Your final project must explicitly demonstrate attainment of two of the three course-level learning goals for the course (your choice of which two).
Example project ideas:
- Creating an online learning module, testing it out on your peers, writing about the experience and how addresses limitations of a typical CS class [LG1 + LG2]
- Creating a new and nifty CS assignment, testing it out on your peers, and writing about the experience and how it addresses limitations of a typical CS class [LG1 + LG2]
- Teaching a live CS class (as a guest lecture in an existing class, or in this class), and then writing about it with relevant historical context [LG1 + LG3]
- A research paper on some piece of the socio-historical context of how CS is taught and how that explains a limitation of the status quo [LG2 + LG3]
You are explicitly encouraged to pick a project that will be of use to you outside the purview of this course. For example, writing a literature review that could be used as a chapter in your thesis/candidacy papers. Or developing a new assignment for a course you teach regularly, that you can also put in your teaching portfolio.
Project Proposal
Page limit: 3 pages
How to submit: in the #Projects channel, post a URL to an annotatable copy of your proposal (e.g.
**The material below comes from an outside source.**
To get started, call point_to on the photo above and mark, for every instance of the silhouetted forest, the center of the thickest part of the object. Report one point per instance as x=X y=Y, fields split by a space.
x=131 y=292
Google Docs, Overleaf) that your peers can collaboratively annotate
Using the report template (see above), answer using point-form:
- What would you like to do for your project? [200-400 words]
- Why do you want to do it? [100-300 words]
- Provide a rough timeline and list of things you'll need. Propose a deliverable to be your "milestone" at the end of term. [100-400 words]
- How will it benefit you beyond this course? [50-200 words]
- Which two course learning goals will it address and how? [200-400 words]
- What are some backup options you're considering? [100-200 words]
Project Milestone
The purpose of the Project Milestone is to for you to submit an intermediate stage of your project for feedback. It is primarily for formative feedback and its nature will depend on your project.
For example, if you are writing a literature review, your milestone could be an annotated bibliography. Or if you are creating teaching materials, you should have them drafted and piloted them on your peers, but haven't written up your reflection.
The more complete your project is by this stage, the more feedback you'll be able to get!